HC Deb 13 August 1913 vol 56 cc2596-8

Regulations made under this Act shall be laid before Parliament as soon as may be after they are made, and shall have effect as if enacted in this Act.

Lords Amendment: After the word "and" ["after they are made, and shall"], insert the words "if within thirty sitting days after they have been so laid either House of Parliament presents an Address to His Majesty praying that any such regulations may be annulled, His Majesty may, by Order in Council, annul the regulations, without. prejudice, however, to anything done thereunder, and the regulations made under this Act."

Mr. WEDGWOOD

This is a very important Clause dealing with the procedure which has to be gone through before the regulations drawn up by the Board become law, and I want to hear from the Home Secretary a description of exactly what powers the ordinary private Member has who objects to any of these regulations, whether there are any powers they possess under the Clause as it is now amended to prevent regulations being passed which we consider undesirable from the point of view of freedom. How exactly can we get an Address presented to His Majesty? I realise that regulations cannot be passed while the House is not sitting, but what procedure has to be gone through? How can a private Member secure time to have the question debated?

Mr. BOOTH

Surely this puts the procedure exactly like the regulations under the Insurance Act, that any hon. Member can put down an Address to His Majesty, and it is exempted business, and he can bring it on.

Mr. WEDGWOOD

So far, good.
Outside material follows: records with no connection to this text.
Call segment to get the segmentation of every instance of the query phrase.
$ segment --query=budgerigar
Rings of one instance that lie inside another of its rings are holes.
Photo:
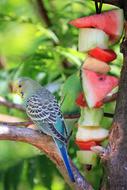
[[[26,113],[38,129],[54,139],[70,180],[74,182],[75,179],[66,148],[68,131],[56,98],[46,88],[27,77],[17,80],[15,91],[22,96]]]

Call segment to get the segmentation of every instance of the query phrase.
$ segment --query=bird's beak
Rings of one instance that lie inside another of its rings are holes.
[[[21,90],[19,89],[18,86],[19,86],[18,81],[13,82],[13,84],[12,84],[12,92],[21,96]]]

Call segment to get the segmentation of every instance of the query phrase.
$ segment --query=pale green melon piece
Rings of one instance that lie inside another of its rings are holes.
[[[97,154],[90,150],[79,150],[77,151],[77,159],[81,164],[96,165]]]
[[[87,52],[95,47],[108,49],[109,36],[100,29],[79,29],[78,49]]]

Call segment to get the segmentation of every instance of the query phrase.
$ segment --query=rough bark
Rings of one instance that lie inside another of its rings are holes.
[[[32,144],[44,152],[52,160],[52,162],[54,162],[65,181],[72,189],[93,190],[92,186],[83,178],[72,161],[71,165],[75,176],[75,183],[70,181],[63,160],[59,155],[56,145],[51,137],[33,129],[14,126],[9,127],[4,125],[0,126],[0,140],[13,140]]]

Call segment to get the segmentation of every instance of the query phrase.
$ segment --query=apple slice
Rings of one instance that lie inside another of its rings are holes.
[[[82,85],[87,105],[92,108],[101,102],[117,85],[118,78],[99,74],[90,70],[82,70]]]
[[[110,71],[110,66],[107,63],[95,59],[91,56],[87,57],[82,68],[103,74],[106,74],[107,72]]]

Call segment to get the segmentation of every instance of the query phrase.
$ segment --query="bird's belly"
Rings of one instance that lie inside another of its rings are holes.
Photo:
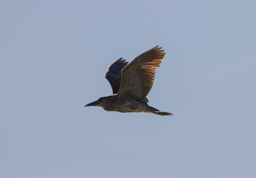
[[[121,103],[114,104],[111,111],[120,112],[141,112],[146,111],[148,105],[136,100],[132,102],[124,101]]]

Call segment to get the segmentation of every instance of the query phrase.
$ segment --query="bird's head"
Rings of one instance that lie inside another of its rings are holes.
[[[95,101],[92,102],[91,103],[86,104],[84,106],[85,107],[87,106],[99,106],[102,107],[104,105],[108,99],[108,97],[100,97]]]

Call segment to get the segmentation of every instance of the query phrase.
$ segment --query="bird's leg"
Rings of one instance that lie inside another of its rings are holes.
[[[168,116],[169,115],[173,115],[172,113],[169,112],[155,112],[155,111],[151,111],[151,112],[157,114],[158,115],[161,115],[161,116]]]

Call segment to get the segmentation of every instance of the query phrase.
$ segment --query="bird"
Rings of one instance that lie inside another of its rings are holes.
[[[121,58],[109,66],[105,74],[113,94],[100,97],[84,107],[99,106],[108,111],[150,112],[162,116],[173,115],[149,106],[146,97],[153,86],[156,68],[164,57],[159,45],[141,54],[130,63]]]

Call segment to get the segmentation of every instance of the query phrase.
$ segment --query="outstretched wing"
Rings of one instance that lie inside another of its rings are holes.
[[[147,103],[146,97],[153,86],[155,68],[160,66],[164,51],[158,45],[141,54],[123,69],[117,95],[133,98]]]
[[[108,67],[105,74],[105,77],[112,87],[113,94],[116,94],[119,90],[122,79],[121,71],[123,68],[128,64],[125,60],[121,58]]]

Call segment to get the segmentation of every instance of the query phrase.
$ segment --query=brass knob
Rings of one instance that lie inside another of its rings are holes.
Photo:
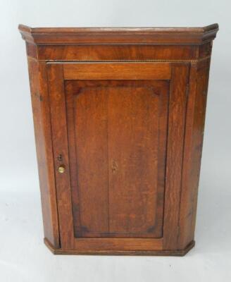
[[[58,171],[59,172],[59,173],[63,173],[63,172],[65,171],[65,166],[58,166]]]

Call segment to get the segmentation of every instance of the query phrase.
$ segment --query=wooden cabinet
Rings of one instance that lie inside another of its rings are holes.
[[[46,245],[55,254],[185,255],[218,25],[19,30]]]

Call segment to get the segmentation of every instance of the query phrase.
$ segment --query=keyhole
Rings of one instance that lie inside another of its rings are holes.
[[[117,171],[117,169],[118,169],[118,164],[117,164],[117,162],[116,161],[114,161],[114,160],[112,161],[111,168],[112,173],[113,174],[115,174],[116,171]]]

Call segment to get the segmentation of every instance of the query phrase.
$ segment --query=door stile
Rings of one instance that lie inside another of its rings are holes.
[[[73,219],[63,65],[47,64],[47,76],[61,245],[62,248],[73,249]],[[63,173],[58,171],[59,167],[64,168]]]

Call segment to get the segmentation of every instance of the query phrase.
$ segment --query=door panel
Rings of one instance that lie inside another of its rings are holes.
[[[66,81],[76,237],[162,236],[168,92],[166,81]]]
[[[82,253],[170,250],[177,237],[189,65],[122,63],[120,72],[106,74],[108,63],[89,63],[89,72],[82,63],[47,64],[61,246]],[[98,187],[84,174],[95,169]]]

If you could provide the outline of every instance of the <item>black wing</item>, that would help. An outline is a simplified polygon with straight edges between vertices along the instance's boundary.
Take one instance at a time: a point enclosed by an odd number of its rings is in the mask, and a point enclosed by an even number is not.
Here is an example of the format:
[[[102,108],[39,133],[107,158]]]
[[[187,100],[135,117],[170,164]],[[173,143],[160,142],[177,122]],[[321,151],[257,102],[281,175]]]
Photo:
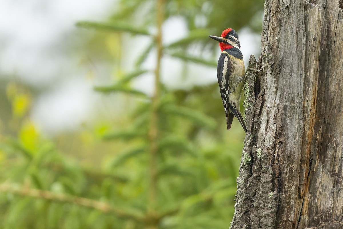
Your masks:
[[[226,125],[227,129],[231,128],[231,123],[233,120],[234,115],[230,112],[229,106],[229,94],[231,93],[229,89],[229,77],[231,71],[231,62],[230,57],[226,52],[222,52],[219,57],[217,67],[217,76],[219,84],[220,94],[224,106],[226,117]]]

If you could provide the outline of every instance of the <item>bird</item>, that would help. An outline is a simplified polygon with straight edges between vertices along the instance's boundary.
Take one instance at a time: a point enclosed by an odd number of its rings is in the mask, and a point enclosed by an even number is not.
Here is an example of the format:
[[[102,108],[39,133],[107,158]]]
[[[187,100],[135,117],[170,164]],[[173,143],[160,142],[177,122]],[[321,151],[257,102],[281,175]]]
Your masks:
[[[257,62],[250,64],[245,71],[238,34],[232,28],[225,29],[220,37],[209,36],[219,42],[222,51],[218,61],[217,76],[225,110],[227,129],[231,129],[235,116],[247,134],[247,127],[239,110],[239,101],[246,73],[248,70],[258,71],[249,68]]]

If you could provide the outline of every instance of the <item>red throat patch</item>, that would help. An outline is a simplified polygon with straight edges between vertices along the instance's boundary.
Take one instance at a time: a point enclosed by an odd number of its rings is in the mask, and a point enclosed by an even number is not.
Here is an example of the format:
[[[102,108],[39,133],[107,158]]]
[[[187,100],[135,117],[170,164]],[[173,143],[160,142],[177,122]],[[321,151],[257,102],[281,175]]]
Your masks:
[[[225,49],[228,49],[229,48],[234,47],[231,45],[225,44],[223,42],[219,42],[219,47],[220,47],[220,50],[222,52]]]
[[[221,37],[225,37],[227,35],[227,34],[230,33],[232,31],[232,29],[231,28],[226,29],[224,31],[223,31],[223,33],[222,33]],[[220,47],[220,50],[222,50],[222,52],[225,49],[228,49],[229,48],[234,47],[232,45],[223,42],[219,42],[219,47]]]

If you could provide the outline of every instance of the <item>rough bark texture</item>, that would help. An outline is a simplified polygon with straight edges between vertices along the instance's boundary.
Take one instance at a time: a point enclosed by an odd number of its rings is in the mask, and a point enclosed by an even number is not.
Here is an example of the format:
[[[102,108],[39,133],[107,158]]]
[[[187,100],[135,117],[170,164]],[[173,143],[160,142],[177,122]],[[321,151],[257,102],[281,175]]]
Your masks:
[[[342,7],[266,1],[232,229],[343,228]]]

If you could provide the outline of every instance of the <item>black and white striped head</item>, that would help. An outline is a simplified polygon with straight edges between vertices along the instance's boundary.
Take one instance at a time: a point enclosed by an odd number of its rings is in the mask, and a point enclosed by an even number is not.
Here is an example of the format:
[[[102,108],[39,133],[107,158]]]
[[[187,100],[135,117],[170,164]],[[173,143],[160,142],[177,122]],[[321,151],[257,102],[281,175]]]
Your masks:
[[[240,44],[237,33],[231,28],[227,28],[222,33],[220,37],[210,36],[213,39],[219,41],[219,46],[222,51],[232,48],[240,49]]]

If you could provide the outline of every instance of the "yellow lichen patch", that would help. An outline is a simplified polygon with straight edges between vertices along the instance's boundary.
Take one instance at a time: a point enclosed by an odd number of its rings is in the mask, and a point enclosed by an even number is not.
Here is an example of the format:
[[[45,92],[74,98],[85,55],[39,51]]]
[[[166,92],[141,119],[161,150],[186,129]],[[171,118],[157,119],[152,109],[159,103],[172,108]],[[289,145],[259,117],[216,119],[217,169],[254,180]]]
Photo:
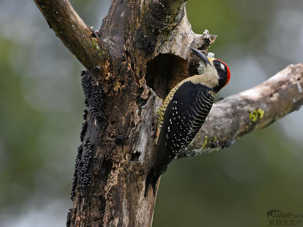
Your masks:
[[[262,110],[259,108],[258,110],[255,110],[251,112],[249,111],[249,119],[253,122],[255,122],[258,119],[261,119],[264,115],[264,110]]]
[[[204,142],[203,142],[203,144],[202,144],[202,148],[203,148],[203,150],[205,150],[206,148],[206,146],[207,143],[207,138],[208,138],[208,137],[207,136],[204,136]]]
[[[121,86],[121,84],[119,81],[119,77],[118,77],[118,78],[117,78],[114,83],[114,90],[116,92],[119,90],[119,89],[120,88],[120,86]]]

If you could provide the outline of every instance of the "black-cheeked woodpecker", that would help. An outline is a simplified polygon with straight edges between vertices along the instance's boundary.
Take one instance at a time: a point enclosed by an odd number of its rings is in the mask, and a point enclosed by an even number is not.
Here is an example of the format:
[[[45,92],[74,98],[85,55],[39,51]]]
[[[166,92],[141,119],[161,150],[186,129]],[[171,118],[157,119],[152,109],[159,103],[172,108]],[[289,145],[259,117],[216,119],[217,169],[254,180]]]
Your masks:
[[[208,58],[191,49],[202,60],[204,71],[178,84],[159,109],[155,162],[146,179],[144,196],[151,184],[155,196],[160,176],[195,137],[209,113],[215,97],[230,78],[229,69],[224,62]]]

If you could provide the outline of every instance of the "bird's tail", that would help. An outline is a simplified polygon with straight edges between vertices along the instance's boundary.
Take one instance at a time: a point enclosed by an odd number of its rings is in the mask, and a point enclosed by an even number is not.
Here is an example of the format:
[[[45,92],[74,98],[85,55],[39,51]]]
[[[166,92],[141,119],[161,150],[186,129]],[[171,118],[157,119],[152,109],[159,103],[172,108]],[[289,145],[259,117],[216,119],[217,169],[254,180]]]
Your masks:
[[[154,173],[154,169],[152,168],[149,171],[148,175],[147,175],[146,181],[145,182],[145,192],[144,193],[144,197],[146,196],[147,191],[148,189],[148,186],[150,184],[152,185],[152,191],[154,193],[154,196],[155,197],[156,193],[156,186],[158,179],[160,177],[161,174],[155,175]]]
He can put his Address on the Paper, but has that Address to be carried by a majority in this House and then by a majority in the other House, or is one House sufficient; and, further, is it any practical safeguard when we know how difficult it is for a private Member to get a majority? It seems to me that it is asking rather much to suppose the possibility of a private Member getting time to object to a regulation and then converting a majority of the House to his point of view. Any substantial protest against these regulations ought to be taken into account, and this should depend not upon the ipse dixit of the Government, which is the case at present, but it should be taken into account from the point of view of modifying the regulations. An Address can only be an Address against the whole regulation, and that regulation cannot be modified by means of an Address. I am not quite satisfied with the powers possessed by the House. In the ordinary case it is all very well to say the regulation is approved or disapproved, but there may be a great deal in the regulation that the House as a whole approved of while disapproving of some details, and I should like to know whether it is possible to modify a regulation as well as to negative it altogether.

Mr. McKENNA

In the last resort the opinion of the majority in this House must prevail, but the hon. Member is a very old and experienced Parliamentary hand, and he knows that any group of hon. Members have a right to raise the subject after eleven o'clock, and if they have got any substance at all in their objections they are nearly always in such a position as to enable them to make terms with the Government. Of course, it must be understood that if the Government comes to the conclusion, and is supported by the House in that view, that no change ought to be made in the regulation, the opinion of the House must win; but, on the other hand, my hon. Friend will have ample opportunity of expressing his views and bringing pressure to bear.

Mr. BOOTH

I agree with this, because it grants a point that we urged very much upon the Home Secretary in Committee last year. The Clause as drawn only gives hon. Members the opportunity between eleven and half-past eleven on the Adjournment. That was the sole point. There may be some Division going on which will leave only a quarter of an hour. The complaint was that that was not a proper safeguard, merely to speak on the Adjournment Motion. In that way this enlarges it, so that Members may put down an Address to the Crown.

Question, "That this House doth agree with the Lords in the said Amendment," put, and agreed to.